ご挨拶
学会長中尾 一久
(医療法人社団久英会 理事長)
- テーマ:
- 健康経営からはじまる地域共生社会(まちづくり)の実現
〜慢性期医療が果たすべき役割とは〜
健康経営とは、従業員の健康を重要な経営資源と捉え、戦略的に健康保持・増進に取り組むことで、企業の生産性や活力の向上、持続的な成長を目指す経営手法です。企業が積極的に職場環境の改善や健康支援施策を実施することで、従業員のモチベーションや定着率を高め、結果として業績向上や企業価値の向上につながると期待されています。
従って、地域のあらゆる業種の人々が健康経営を実践することで、理想的な地域共生社会(まちづくり)が実現されるはずです。

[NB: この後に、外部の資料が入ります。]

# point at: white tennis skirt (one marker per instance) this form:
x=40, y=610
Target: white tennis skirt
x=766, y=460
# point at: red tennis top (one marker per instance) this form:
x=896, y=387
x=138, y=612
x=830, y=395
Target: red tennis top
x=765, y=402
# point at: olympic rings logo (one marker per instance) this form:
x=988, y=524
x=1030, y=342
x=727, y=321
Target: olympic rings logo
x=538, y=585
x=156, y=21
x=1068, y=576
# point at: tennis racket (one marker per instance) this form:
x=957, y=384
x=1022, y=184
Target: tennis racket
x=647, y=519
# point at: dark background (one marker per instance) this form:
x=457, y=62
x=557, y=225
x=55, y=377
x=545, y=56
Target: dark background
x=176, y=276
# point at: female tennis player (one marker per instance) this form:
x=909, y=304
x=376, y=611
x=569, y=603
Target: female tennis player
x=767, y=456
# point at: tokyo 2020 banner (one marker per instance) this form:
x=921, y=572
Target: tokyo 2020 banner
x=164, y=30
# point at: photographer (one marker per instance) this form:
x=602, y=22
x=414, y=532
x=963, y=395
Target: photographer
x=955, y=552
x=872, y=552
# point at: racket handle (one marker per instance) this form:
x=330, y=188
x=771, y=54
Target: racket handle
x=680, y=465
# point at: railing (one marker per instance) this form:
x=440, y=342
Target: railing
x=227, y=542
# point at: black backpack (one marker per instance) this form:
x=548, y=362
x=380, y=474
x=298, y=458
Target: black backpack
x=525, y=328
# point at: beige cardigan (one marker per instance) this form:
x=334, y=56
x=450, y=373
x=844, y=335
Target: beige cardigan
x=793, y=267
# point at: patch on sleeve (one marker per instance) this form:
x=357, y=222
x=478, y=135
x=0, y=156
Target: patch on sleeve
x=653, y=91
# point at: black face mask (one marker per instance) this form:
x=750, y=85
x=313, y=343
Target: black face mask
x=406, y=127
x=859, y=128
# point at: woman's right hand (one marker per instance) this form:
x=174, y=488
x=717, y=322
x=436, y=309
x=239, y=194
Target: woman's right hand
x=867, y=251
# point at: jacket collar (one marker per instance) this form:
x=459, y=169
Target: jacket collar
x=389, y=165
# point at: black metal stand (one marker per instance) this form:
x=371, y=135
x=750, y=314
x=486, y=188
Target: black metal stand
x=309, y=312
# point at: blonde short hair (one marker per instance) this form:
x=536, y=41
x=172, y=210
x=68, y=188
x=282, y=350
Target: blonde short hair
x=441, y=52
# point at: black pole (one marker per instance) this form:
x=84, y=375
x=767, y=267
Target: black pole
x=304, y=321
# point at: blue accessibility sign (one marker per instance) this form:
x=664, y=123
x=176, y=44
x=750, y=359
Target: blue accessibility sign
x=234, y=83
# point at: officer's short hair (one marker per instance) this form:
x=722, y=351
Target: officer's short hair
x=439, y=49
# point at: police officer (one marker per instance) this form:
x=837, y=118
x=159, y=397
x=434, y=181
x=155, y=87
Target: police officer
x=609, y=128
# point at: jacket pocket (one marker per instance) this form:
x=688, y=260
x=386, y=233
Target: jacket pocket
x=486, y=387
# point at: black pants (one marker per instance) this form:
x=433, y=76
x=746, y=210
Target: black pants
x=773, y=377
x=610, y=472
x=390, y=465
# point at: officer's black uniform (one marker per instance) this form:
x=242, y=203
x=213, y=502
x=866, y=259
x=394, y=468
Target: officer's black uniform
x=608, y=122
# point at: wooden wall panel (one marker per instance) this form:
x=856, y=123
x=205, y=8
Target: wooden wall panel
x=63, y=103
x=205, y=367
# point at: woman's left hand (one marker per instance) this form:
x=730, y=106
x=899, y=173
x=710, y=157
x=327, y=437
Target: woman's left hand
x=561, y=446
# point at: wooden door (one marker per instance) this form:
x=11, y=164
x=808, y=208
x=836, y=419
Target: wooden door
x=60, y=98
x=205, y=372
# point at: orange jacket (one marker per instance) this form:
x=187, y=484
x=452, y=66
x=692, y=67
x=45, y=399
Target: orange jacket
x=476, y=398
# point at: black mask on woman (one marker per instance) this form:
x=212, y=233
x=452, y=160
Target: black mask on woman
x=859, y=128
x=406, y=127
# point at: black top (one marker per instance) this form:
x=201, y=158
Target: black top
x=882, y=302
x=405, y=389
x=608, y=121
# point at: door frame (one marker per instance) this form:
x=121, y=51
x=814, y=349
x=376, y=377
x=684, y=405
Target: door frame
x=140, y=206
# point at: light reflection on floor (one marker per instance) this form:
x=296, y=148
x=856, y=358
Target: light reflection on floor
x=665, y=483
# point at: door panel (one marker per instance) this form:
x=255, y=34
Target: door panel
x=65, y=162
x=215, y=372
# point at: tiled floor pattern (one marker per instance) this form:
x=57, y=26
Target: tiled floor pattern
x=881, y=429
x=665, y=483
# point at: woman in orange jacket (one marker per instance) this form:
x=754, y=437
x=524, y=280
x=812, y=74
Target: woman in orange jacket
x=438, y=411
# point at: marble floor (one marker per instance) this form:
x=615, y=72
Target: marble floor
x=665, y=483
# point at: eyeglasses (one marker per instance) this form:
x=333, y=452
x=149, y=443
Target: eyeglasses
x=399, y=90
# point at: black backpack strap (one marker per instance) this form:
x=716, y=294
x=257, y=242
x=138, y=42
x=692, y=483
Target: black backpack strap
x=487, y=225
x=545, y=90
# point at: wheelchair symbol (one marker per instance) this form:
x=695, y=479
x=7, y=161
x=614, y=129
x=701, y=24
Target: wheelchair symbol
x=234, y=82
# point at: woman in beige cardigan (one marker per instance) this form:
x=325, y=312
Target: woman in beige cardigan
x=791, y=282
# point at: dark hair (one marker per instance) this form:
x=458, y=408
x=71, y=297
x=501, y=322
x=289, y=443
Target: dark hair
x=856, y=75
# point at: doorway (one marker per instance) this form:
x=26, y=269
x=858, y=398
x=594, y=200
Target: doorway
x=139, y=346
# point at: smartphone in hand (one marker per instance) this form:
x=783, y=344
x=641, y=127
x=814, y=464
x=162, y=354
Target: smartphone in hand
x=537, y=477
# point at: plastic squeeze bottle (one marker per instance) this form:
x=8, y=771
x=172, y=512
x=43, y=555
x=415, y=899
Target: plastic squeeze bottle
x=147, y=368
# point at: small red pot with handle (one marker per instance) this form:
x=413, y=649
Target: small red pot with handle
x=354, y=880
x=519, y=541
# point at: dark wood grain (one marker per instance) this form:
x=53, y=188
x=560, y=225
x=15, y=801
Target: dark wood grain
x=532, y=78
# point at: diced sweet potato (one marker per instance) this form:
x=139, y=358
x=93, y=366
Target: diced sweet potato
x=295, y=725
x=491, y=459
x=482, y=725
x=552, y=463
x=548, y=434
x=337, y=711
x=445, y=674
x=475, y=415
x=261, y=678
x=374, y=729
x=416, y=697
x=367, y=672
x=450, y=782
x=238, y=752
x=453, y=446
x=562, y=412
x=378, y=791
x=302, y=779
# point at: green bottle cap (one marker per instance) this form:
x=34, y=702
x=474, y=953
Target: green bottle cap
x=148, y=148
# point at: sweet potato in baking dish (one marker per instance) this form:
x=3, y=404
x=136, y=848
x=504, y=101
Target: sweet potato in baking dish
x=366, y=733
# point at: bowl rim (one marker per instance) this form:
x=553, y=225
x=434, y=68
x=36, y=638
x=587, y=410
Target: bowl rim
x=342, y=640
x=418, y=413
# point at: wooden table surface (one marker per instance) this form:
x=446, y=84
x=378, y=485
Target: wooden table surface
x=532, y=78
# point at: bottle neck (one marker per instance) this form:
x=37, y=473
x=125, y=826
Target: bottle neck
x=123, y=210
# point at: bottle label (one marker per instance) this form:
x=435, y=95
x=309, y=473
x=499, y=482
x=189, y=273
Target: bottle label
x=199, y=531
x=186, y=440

一方で、地域包括ケアシステム実現の根底にはまちづくりが必要です。そして、まちづくりの先には人々の幸せな生活(well-being)がなければなりません。我々は、2040年に向けて、安心・安全な生活を基盤として、経済的な豊かさを求めるのではなく、楽しく幸せな(心豊かな)生活が可能となる日本を目指すべきだと考えます。ただ単にお金をかけてまちづくりを行うのではなく、自助・互助・共助・公助の精神で、ご当地ごとの理想的なまちづくりを推進することが肝要です。そのためには、医療・介護・福祉が必要であることは言うまでもなく、特に慢性期医療がまちづくりの実現に一番近い存在だと考えます。
昨今、健康経営が一般企業や行政のみならず、医療・介護・福祉分野においても広く実践されていますが、これは健康経営の最終目的がwell-beingだからです。健康経営の実践は、まちづくりの一環であるとも言えます。
日本の地方都市である福岡で、慢性期医療がどのような形でまちづくりに貢献できるのか、そしてどんなwell-beingが待っているのか、創造するだけでもワクワクドキドキです。皆さんと一緒に心豊かな2040年の世界を創造してみたいと思います。